Àquela altura, quase tudo havia sido vendido e trocado por crack: duas TVs, dois ventiladores, um micro-ondas, um liquidificador, panelas, talheres. Na ausência de gavetas e armários, as roupas que haviam sobrado, surradas, estavam pelo chão.
– Então tá, meu filho. Come as coisinhas que a mãe comprou e não sai pra rua. Amanhã de manhã a mãe vem pra te dar o remédio – disse Guacira ao se despedir.
O sucesso do experimento não durou mais do que alguns minutos. Rodrigo correu com o eletrônico para um ponto de táxi do bairro Petrópolis aonde costumava ir para obter dinheiro rápido. Reconhecendo-o ao longe, os motoristas abriam as portas dos carros, interessados na pechincha do momento:
– Que que tem aí, gordo?
Sempre baixas, de poucos trocados, as ofertas por vezes eram acompanhadas de caronas: o taxista que adquiria o produto fazia o favor de levar Rodrigo até a vila. Naquele dia, a TV saiu por R$ 10. O fio, uma extensão de 15 metros, por R$ 30. Concluída a transação, ele seguiu a pé até a boca de fumo. 
Sufocando o desejo pelo “pancadão”
Guacira, a exemplo dos outros dois filhos, desistiu de frequentar há alguns anos os encontros regulares de grupos de apoio a familiares. Dias atrás, resolveu voltar a uma das reuniões na Igreja Sagrada Família, na Cidade Baixa. Reencontrou antigos conhecidos e deu um depoimento, apresentando-se a quem ainda não a conhecia.
– Sou mãe de um dependente químico em tratamento. Só sabe quem passou isso na pele. Cheguei a ponto de matá-lo, não nego. Ele estava terminando com a minha vida, com cada segundo de vida – relatou Guacira. – Hoje eu tenho orgulho do meu filho.
A trajetória não é linear, isenta de percalços. Dividindo o mesmo endereço, ele no térreo e ela no piso superior, Rodrigo e Guacira ainda tropeçam nos desentendimentos comuns a pais e filhos, mas nada que se assemelhe ao passado.
– Não vou te dizer que ele é santo. Errar, todos nós erramos. Até eu, que nunca usei droga. Mas me policio, tento mudar. Já mudei muito do que eu era. O Rodrigo vem mudando. A cada dia que passa ele me surpreende – elogia a mãe. – A religiosidade dele é tão espetacular, tão espetacular, que chego a me arrepiar. O que você perguntar da Bíblia ele responde.
Um dos maiores desafios do usuário em recuperação é dar novo significado à existência sem a possibilidade de refúgio em entorpecentes. São horas e horas a serem preenchidas com outros propósitos que não o ciclo perverso que perpetua o consumo.
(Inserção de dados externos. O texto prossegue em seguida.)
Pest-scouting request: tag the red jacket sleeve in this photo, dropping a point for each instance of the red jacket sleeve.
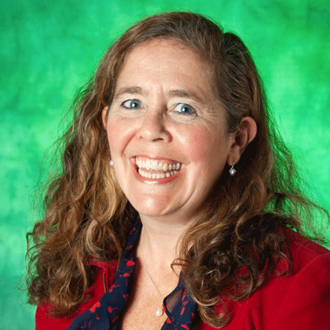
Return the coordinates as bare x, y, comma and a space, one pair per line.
307, 301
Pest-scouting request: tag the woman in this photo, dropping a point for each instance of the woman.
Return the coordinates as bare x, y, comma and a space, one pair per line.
177, 200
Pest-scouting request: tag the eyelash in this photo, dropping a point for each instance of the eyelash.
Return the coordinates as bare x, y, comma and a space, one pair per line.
136, 104
191, 110
130, 102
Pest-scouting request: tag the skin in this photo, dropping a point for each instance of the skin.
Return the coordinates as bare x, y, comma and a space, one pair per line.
164, 109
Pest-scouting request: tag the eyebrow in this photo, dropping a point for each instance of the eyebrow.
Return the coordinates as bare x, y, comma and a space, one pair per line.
129, 90
187, 94
172, 93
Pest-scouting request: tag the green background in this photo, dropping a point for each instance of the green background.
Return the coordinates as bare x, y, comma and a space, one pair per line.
51, 48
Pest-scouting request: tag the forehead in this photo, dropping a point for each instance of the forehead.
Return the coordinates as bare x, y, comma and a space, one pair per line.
166, 59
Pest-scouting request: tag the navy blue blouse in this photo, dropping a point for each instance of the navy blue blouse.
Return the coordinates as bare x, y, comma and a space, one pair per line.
106, 313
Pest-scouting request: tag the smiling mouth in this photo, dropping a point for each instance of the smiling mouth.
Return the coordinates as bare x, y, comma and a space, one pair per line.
157, 169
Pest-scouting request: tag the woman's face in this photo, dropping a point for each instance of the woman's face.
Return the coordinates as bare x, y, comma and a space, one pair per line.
166, 130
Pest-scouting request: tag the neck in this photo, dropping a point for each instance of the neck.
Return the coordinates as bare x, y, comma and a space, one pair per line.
160, 241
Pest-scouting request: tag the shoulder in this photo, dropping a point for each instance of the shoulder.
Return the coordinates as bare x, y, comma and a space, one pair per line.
300, 300
103, 281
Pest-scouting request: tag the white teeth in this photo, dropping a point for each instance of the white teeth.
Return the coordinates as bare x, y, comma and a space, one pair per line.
155, 165
149, 175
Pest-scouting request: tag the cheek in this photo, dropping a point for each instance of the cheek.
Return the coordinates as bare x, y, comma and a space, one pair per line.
118, 134
205, 146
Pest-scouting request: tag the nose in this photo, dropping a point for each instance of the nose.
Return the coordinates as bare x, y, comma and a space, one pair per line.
153, 127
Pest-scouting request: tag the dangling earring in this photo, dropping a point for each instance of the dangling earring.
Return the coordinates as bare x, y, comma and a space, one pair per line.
232, 170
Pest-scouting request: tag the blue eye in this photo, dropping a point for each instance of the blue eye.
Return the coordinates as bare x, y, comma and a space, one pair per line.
185, 109
131, 104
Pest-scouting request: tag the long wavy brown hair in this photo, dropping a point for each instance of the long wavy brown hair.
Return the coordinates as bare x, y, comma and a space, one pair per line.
87, 215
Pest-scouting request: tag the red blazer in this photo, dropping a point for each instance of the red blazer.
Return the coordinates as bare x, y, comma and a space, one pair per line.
300, 301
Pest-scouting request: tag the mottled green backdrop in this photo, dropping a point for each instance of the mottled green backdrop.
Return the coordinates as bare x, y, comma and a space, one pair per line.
50, 48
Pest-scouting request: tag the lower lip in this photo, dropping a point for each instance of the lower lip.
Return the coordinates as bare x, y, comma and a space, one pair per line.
154, 181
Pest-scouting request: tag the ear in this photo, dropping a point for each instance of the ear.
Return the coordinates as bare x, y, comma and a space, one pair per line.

No ônibus que o levou para o abraço da mãe, há cinco anos, Rodrigo admitiu que, terminado o tratamento, ainda tinha vontade de preparar um cachimbo e sentir o “pancadão”, a vertigem de prazer proporcionada pela primeira tragada na pedra.
Com o tempo, a vontade arrefeceu, é bem menos frequente, mas a estratégia para sufocá-la é similar: procura alguém para conversar, geralmente um dos freis da paróquia, e reza.
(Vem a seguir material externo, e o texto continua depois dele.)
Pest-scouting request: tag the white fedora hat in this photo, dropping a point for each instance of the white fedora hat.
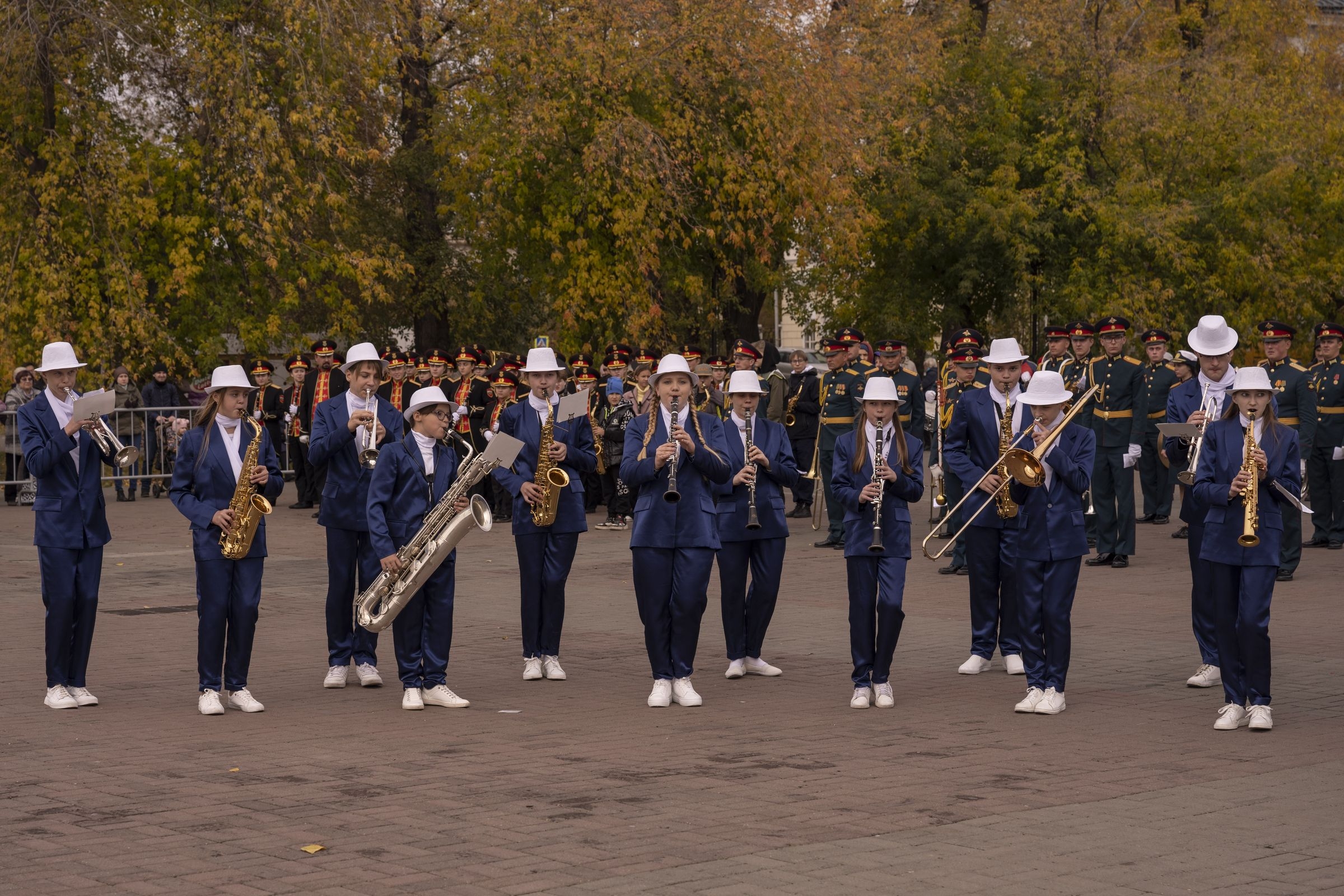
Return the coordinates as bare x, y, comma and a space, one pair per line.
675, 365
541, 361
881, 389
1005, 351
229, 376
362, 352
425, 396
745, 382
58, 356
1250, 379
1213, 336
1046, 388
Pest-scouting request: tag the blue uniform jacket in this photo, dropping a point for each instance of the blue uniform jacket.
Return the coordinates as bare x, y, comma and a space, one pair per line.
846, 486
1220, 461
331, 442
398, 496
971, 446
523, 423
773, 441
693, 521
71, 511
1050, 521
199, 489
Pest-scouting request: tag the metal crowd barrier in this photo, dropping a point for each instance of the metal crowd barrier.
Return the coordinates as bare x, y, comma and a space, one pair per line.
153, 430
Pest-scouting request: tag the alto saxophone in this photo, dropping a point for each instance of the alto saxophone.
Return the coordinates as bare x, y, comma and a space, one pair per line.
248, 504
550, 479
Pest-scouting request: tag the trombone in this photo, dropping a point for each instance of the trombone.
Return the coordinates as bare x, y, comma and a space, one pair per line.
1025, 466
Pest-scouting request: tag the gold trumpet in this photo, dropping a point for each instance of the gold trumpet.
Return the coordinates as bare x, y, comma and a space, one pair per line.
1025, 466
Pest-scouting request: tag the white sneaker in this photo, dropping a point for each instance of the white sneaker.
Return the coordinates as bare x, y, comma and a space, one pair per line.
82, 696
441, 696
758, 667
552, 668
209, 704
1052, 704
335, 678
244, 700
59, 699
1261, 718
1231, 718
662, 693
973, 667
684, 693
1029, 703
1206, 676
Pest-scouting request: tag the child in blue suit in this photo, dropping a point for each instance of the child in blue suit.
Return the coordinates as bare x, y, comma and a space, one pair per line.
1052, 543
673, 543
71, 524
545, 554
227, 591
877, 578
748, 610
1242, 577
410, 479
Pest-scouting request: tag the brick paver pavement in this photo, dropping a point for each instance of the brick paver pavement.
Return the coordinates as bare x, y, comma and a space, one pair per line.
774, 786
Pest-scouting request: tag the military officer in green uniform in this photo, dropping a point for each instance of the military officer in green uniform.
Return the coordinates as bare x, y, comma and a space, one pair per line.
842, 390
1154, 468
912, 413
1119, 417
1296, 410
1326, 464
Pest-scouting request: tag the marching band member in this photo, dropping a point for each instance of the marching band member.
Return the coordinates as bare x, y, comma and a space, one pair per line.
1296, 409
877, 578
1052, 543
205, 480
673, 544
340, 433
545, 553
971, 449
1214, 342
1242, 577
410, 479
771, 468
71, 523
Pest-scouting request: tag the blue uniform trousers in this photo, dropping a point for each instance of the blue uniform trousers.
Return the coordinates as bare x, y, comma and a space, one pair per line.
543, 564
670, 587
1242, 595
1203, 609
227, 597
1113, 497
877, 587
992, 561
748, 609
71, 594
351, 567
1045, 602
422, 632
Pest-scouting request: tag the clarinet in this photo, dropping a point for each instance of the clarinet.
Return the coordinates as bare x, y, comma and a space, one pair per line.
877, 480
673, 496
753, 520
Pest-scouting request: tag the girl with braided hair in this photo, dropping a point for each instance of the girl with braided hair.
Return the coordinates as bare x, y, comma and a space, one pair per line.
673, 544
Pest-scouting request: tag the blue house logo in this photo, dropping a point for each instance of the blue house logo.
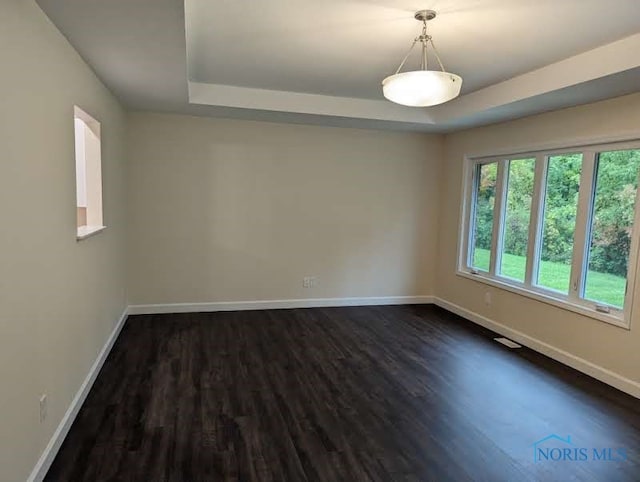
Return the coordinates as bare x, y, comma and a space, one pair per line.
554, 448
– Parece que o capeta sempre dá uma cutucada – define.
No auge da dependência, quando entregou a cama no ponto de tráfico, Rodrigo, como a mãe, também pensava em morte. Ansiava por um desfecho para aquele tormento que exauria a família.
Imaginava-se caindo por tiro ou overdose. Recluso na fazenda, passou a ouvir dos monitores o apelo para que encarasse a própria imagem:
– Te olha no espelho, gosta de ti.
Cinco anos depois da desintoxicação e do recomeço, Rodrigo se considera um homem bonito. Aprecia o cavanhaque e o bigode com as pontas arrematadas para cima, estilo copiado de um desconhecido no supermercado.
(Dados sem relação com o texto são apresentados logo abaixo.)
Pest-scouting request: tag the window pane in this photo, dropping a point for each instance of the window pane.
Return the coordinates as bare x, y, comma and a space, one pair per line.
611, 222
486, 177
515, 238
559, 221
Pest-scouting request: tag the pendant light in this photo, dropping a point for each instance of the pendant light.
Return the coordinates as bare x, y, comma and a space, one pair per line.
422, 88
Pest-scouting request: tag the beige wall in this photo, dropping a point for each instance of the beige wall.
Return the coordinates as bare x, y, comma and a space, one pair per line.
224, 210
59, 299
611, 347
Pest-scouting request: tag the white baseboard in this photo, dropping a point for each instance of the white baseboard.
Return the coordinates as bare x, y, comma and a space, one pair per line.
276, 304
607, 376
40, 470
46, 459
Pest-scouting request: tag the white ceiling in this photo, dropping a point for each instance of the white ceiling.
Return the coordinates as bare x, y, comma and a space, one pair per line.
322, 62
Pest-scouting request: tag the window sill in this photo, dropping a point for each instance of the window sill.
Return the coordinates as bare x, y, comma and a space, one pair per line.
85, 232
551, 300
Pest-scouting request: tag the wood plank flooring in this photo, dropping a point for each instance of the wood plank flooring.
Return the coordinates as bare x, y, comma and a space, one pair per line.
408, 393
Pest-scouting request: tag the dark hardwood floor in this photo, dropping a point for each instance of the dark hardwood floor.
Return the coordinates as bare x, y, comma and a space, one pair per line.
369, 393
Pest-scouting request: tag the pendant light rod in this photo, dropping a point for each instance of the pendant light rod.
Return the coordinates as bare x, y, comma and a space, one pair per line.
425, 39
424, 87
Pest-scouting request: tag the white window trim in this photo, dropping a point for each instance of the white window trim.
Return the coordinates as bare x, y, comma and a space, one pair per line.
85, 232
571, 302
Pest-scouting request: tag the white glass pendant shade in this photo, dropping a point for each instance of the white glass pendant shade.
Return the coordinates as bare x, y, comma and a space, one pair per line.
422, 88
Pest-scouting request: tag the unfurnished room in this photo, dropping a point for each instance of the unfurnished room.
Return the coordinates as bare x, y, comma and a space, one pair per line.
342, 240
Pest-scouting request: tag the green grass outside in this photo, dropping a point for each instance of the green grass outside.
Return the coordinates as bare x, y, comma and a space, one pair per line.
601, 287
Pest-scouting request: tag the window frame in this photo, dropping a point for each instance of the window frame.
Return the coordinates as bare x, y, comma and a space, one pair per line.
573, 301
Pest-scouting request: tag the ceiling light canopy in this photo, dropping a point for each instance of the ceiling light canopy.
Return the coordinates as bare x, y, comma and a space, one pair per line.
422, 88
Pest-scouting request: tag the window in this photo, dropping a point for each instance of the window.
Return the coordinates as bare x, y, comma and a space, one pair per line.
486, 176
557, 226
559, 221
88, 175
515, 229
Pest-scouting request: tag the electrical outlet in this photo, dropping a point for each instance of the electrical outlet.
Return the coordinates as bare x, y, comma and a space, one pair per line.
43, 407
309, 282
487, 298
Faz graça para justificar os 15 quilos de sobrepeso – alega que compartilhou os desejos de Helena durante a gestação. É um pai faceiro, tem gosto por dividir as tarefas, adora tomar banho com o nenê. Não pretende esconder nada dos filhos no futuro.
Hoje, diante do espelho, ele consegue examinar o próprio rosto. Fala sozinho:
– Viu? Eu disse que as coisas iam melhorar.